A coding challenge for a Platform Engineer.
Your solution should be presented as a standalone script we can run from command line using different input data files, and obtain corresponding output data files.
Please include instructions, comments and anything you deem relevant for us to evaluate your solution.
You can submit it as a Github repository or compressed file.
points.json is a JSON data file that contains a list of objects representing geographic points, with a lat, lon and id. Your job is to write a Python script that will take an integer argument n, then read the file and output the ids of all the points, grouped into n groups, into a second file, groups.json.
Given that the data set represents geographic data, you should try to group points by proximity, so that the geographically closest points are grouped together. You should end up with a clean partitioning of the overall space.
When grouping addresses to produce our daily routes, it's important that each van has roughly the same number of stops to make in a day. Do the same as above, with one final optimization - optimize for both geographical proximity, using the function in the first stretch goal, and for equal group size for each van.
This repo contains the instructions and template to complete a coding challenge in Python. It is aimed at Python programmers of mid-level experience and up, and is designed to test the programmer's skill in designing and implementing algorithms.
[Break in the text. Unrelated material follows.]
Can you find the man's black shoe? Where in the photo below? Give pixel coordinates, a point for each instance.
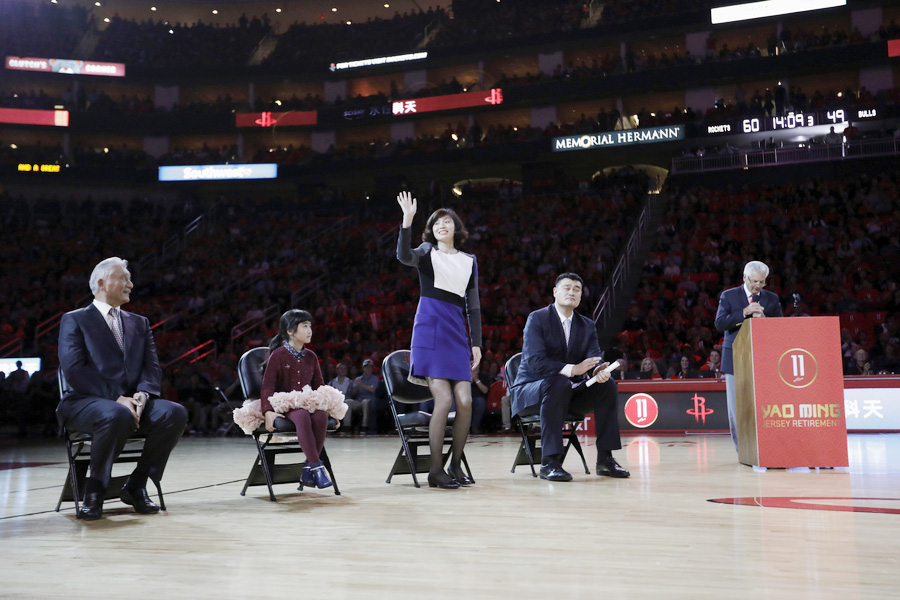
(139, 500)
(609, 467)
(555, 472)
(91, 508)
No external libraries are required—however, due to the algorithmic/numerical nature of the code at hand, Python libraries that provide robust implementations of various mathematical or statistical algorithms might be useful. The programmer should feel free to calibrate their approach to their own experience level.
Please do not hesitate to ask us any questions before submitting your solution!
I implemented 2 different algorithms for this problem, k-means and DBSCAN. K-means was a better fit for how this problem was supposed to be solved, as it always assigns every point to an nth cluster. With the DBSCAN, due to how disparate some of the points where, it would mark some points as "Noise", and not assign them to any cluster, but this may have been more of an issue with selecting the proper ε for the problem at hand. Either algorithms can be used inside of the group_points.py file, by importing the classes and initializing them with the right parameters. DBSCAN is initialized with all the points as a python dict, and k-means is initialized with the points as a dict, k(or n) as an integer specifying the amount of clusters, and the iterations as an integer specifying how many times you want k-means to run.